Meanwhile, statistics show that the trend is extremely popular among high schoolers. That, Welch said, is the reason it was important to focus on vaping with this month’s FFAC breakfast.
“This one in particular is a departure,” Welch said. “(Previous breakfasts) have been more focused on drug addiction and opioids, but this one is different in that vaping, as far as I can tell, is still running pretty far under the radar.”
Welch said that the breakfast’s programming will largely be directed toward parents who are curious – or simply unaware – of what vaping is and what effects it might have on their children.
“A lot of parents are curious,” he said. “If you say ‘vaping’ to a parent, they all know what it is, but they’re curious if it could be harmful … . I think it is very dangerous. If I had a child that was vaping, that would be a serious red flag for me.”
Welch points to research that says vaping could lead adolescents toward addiction to cigarettes and other drugs.

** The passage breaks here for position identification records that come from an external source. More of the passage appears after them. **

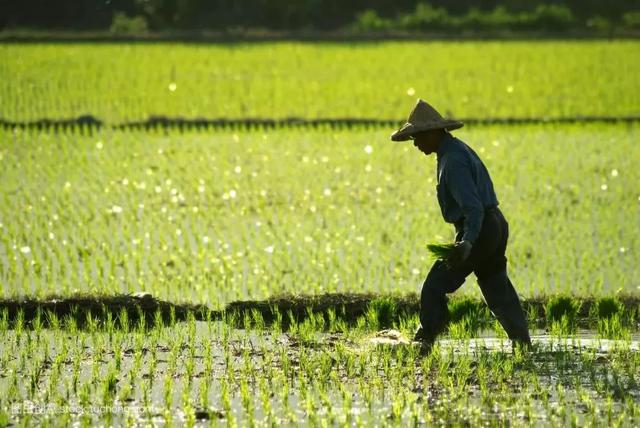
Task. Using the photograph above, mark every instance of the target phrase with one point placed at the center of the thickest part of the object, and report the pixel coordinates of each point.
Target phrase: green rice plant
(380, 313)
(561, 313)
(440, 251)
(606, 307)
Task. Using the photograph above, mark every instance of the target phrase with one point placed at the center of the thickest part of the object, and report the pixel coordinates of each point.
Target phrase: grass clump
(440, 251)
(381, 313)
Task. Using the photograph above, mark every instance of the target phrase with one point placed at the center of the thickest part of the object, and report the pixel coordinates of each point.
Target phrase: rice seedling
(440, 251)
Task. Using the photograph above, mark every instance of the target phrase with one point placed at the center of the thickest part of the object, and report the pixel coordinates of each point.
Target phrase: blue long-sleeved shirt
(464, 186)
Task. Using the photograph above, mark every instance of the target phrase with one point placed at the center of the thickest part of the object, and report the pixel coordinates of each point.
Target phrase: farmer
(468, 201)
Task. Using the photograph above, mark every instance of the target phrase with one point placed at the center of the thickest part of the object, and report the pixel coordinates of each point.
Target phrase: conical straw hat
(423, 118)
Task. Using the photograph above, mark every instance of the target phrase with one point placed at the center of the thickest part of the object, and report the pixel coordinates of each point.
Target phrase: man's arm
(464, 191)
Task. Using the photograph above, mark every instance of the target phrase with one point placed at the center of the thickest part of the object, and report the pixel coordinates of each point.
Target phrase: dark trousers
(487, 260)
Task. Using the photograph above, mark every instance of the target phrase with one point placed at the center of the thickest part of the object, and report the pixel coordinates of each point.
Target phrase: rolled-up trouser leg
(434, 314)
(503, 301)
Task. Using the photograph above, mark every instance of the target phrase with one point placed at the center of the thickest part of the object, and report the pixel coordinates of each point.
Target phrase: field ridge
(285, 308)
(256, 122)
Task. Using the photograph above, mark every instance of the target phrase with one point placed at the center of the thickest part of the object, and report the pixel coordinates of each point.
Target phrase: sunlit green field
(379, 80)
(214, 216)
(217, 216)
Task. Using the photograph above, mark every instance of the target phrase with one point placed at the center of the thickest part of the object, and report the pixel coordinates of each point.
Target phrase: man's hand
(459, 254)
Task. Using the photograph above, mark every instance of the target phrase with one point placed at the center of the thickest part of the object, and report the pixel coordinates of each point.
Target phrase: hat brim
(408, 130)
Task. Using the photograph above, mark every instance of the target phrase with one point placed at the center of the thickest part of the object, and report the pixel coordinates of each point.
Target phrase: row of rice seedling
(200, 217)
(123, 82)
(207, 371)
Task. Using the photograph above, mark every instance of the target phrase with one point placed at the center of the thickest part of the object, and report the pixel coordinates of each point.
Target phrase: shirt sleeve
(464, 191)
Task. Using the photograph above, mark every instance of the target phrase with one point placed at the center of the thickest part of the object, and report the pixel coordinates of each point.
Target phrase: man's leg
(503, 301)
(497, 288)
(434, 313)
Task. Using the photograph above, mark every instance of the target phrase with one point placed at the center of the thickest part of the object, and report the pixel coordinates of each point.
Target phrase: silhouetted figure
(468, 201)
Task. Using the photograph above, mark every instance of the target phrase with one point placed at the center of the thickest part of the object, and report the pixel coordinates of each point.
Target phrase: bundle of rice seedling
(440, 251)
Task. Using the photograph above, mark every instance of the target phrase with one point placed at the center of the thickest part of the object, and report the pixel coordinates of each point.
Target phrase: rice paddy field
(238, 247)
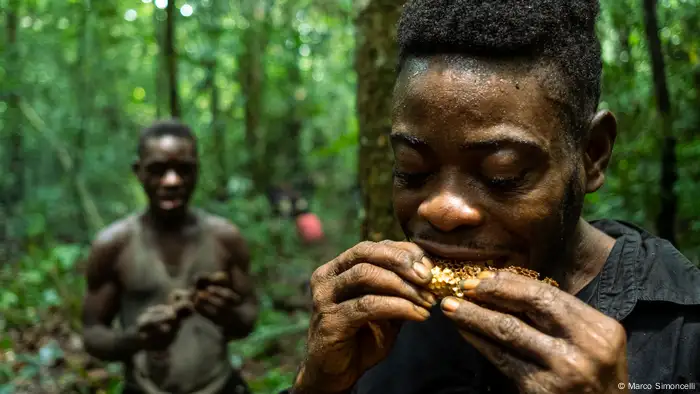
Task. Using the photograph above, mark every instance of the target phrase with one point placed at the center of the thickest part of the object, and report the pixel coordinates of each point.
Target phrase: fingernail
(449, 304)
(429, 297)
(421, 270)
(423, 312)
(469, 284)
(426, 262)
(486, 275)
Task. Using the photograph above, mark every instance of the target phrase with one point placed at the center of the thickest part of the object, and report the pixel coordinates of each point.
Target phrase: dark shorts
(235, 385)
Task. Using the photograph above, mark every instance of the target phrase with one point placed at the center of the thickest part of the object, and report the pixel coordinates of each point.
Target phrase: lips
(456, 253)
(170, 202)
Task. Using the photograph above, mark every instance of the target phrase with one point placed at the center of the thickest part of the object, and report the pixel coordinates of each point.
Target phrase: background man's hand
(360, 299)
(158, 325)
(214, 298)
(566, 346)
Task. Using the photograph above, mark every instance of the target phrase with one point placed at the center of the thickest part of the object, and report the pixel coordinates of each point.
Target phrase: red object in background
(309, 227)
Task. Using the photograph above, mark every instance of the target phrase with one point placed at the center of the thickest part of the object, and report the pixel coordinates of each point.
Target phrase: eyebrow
(489, 144)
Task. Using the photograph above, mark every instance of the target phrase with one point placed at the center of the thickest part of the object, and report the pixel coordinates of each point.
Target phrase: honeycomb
(447, 275)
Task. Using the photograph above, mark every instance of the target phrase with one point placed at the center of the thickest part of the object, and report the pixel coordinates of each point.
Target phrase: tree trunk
(251, 77)
(666, 221)
(375, 63)
(171, 60)
(83, 95)
(159, 65)
(14, 192)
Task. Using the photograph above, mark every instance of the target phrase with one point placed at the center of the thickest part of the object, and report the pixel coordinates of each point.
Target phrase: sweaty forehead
(169, 148)
(458, 96)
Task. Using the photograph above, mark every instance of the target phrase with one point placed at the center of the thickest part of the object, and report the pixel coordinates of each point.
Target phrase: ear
(598, 149)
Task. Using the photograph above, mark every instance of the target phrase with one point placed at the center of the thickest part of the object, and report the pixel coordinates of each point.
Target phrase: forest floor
(48, 358)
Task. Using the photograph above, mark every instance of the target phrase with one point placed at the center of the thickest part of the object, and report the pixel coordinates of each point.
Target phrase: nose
(448, 211)
(170, 179)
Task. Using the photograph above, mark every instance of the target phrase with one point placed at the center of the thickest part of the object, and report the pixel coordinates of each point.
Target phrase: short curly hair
(558, 32)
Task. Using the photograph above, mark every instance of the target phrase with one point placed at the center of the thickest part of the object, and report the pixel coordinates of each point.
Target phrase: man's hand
(566, 346)
(360, 300)
(158, 325)
(214, 298)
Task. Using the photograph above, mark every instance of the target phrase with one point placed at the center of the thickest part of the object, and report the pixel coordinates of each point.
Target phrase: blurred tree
(375, 64)
(666, 220)
(171, 59)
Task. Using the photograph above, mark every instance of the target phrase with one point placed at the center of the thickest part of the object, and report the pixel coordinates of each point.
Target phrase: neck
(590, 250)
(171, 221)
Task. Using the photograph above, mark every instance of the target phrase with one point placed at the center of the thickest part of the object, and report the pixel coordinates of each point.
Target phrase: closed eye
(410, 180)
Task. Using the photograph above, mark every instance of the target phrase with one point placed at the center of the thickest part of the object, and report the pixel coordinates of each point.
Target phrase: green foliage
(89, 74)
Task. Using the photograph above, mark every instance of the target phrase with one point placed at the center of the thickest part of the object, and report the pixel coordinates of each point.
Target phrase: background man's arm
(245, 314)
(101, 304)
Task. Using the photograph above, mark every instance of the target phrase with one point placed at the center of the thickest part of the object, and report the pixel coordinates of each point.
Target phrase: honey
(448, 274)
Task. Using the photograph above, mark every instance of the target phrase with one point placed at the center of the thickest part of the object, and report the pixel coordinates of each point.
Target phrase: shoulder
(657, 270)
(665, 274)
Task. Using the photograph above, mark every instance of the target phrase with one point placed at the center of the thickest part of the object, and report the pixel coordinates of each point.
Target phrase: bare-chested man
(176, 277)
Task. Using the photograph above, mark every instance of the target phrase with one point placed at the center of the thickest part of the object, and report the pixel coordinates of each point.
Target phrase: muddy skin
(156, 273)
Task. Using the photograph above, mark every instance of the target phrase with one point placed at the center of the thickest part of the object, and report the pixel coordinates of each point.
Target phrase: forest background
(278, 91)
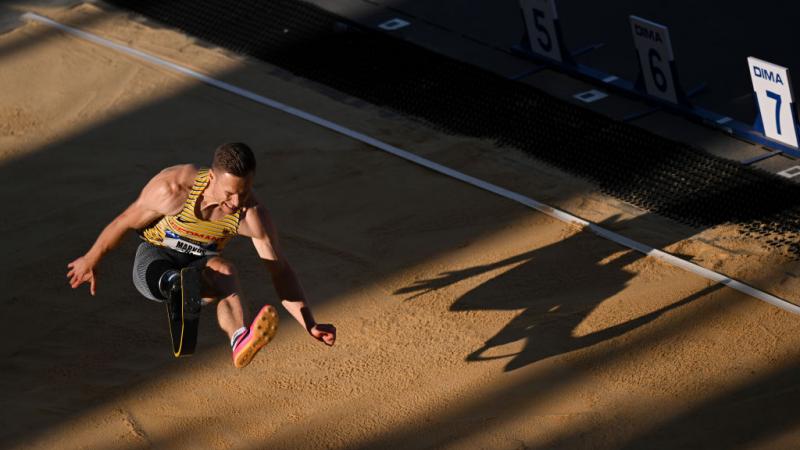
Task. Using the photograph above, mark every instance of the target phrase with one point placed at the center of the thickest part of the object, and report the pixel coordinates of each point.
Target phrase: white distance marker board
(540, 21)
(655, 58)
(775, 100)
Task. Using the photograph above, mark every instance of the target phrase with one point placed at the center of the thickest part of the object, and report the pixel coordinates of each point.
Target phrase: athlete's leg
(221, 281)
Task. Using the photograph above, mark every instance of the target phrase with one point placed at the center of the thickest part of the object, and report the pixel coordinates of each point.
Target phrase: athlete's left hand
(324, 332)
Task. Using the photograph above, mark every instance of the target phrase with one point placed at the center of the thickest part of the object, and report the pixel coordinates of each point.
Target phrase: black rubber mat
(666, 177)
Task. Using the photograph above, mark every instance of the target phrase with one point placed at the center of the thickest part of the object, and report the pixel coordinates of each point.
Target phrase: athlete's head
(231, 176)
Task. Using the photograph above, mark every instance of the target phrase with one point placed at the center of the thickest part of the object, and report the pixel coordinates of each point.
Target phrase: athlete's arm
(160, 196)
(257, 225)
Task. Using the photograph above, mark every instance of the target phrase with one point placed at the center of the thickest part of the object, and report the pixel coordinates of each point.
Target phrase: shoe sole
(264, 328)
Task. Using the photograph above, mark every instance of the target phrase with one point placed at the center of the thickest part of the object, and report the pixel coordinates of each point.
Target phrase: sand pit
(465, 320)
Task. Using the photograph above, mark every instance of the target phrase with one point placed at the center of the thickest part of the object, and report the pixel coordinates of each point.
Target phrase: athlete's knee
(221, 266)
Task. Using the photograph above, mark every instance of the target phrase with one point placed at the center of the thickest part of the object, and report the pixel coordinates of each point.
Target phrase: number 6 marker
(776, 115)
(656, 60)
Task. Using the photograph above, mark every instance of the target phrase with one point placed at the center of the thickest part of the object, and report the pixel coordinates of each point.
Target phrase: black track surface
(668, 178)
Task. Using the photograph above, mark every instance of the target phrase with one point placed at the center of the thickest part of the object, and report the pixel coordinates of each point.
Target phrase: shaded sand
(465, 320)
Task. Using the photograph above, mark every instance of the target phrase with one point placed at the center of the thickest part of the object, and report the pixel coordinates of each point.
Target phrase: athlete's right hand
(81, 271)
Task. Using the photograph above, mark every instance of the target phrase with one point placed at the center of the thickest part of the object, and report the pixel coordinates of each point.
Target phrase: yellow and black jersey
(186, 233)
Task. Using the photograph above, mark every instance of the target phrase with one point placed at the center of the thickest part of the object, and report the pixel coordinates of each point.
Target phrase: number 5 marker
(541, 28)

“I think parents are so busy now, there’s just so much going on, that it is easy to overlook vaping as a cute phase or something that’s not harmful, when in fact it could be the thing for their child that leads them down the path to drug addiction,” he said. “If they start vaping, there’s a very high probability they’re going to graduate to something worse.”
Narcan is on the Program, Too
During the breakfast, attendees also will have the opportunity to learn how to use Narcan, a drug that can reverse the effects of an opioid overdose.
The breakfast also will allow the FFAC to perform some self-assessment to determine whether the anti-addiction breakfasts will continue in their current form. That will be a topic, Welch said, for the four Over the Mountain mayors’ upcoming informal lunch meeting, which they hold once a quarter.
“I think that after this one, we’ll see how the attendance is, and we will evaluate whether to keep going with this format,” Welch said. “We’ve done a year-and-a-half of (these breakfasts), and I think that’s enough time to step back, take a pause, and say, ‘How’s this working? Do we think we’re having a positive impact, and do we want to continue doing it in the way we’re doing it, or do we want to try something different? Maybe we should do it in the afternoon, or in a different format.’”
Regardless, Welch said the mayors are dedicated to addressing issues of addiction in their respective communities.
“This is the worst problem, in my opinion, facing America,” he said. “It’s the single worst crisis in the country.”
“We’ve each got a unique perspective on this,” Welch said. “Ashley is ex-FBI, so during his career he was trying to track down the people who were pushing the drugs. Brocato, a former member of the Hoover Fire Department, he was the guy dispensing Narcan and bringing people back to life. Then you have me, a financial adviser, who has seen families spend hundreds of thousands of dollars trying to get a kid clean … . And then Scott McBrayer is head of Ridout’s Funeral Home. He puts them in the ground. So we all have a perspective on this. It means something to all of us, so we’ve decided to work together to try to make a difference.”
The next FFAC breakfast will be Sept. 20 at Canterbury United Methodist Church in Mountain Brook. Breakfast will be served from 7:30 to 8 a.m. The program, “Vaping: The Newest Pathway to Drug Addiction,” which includes guest speaker Dr. Susan Walley, begins at 8 a.m.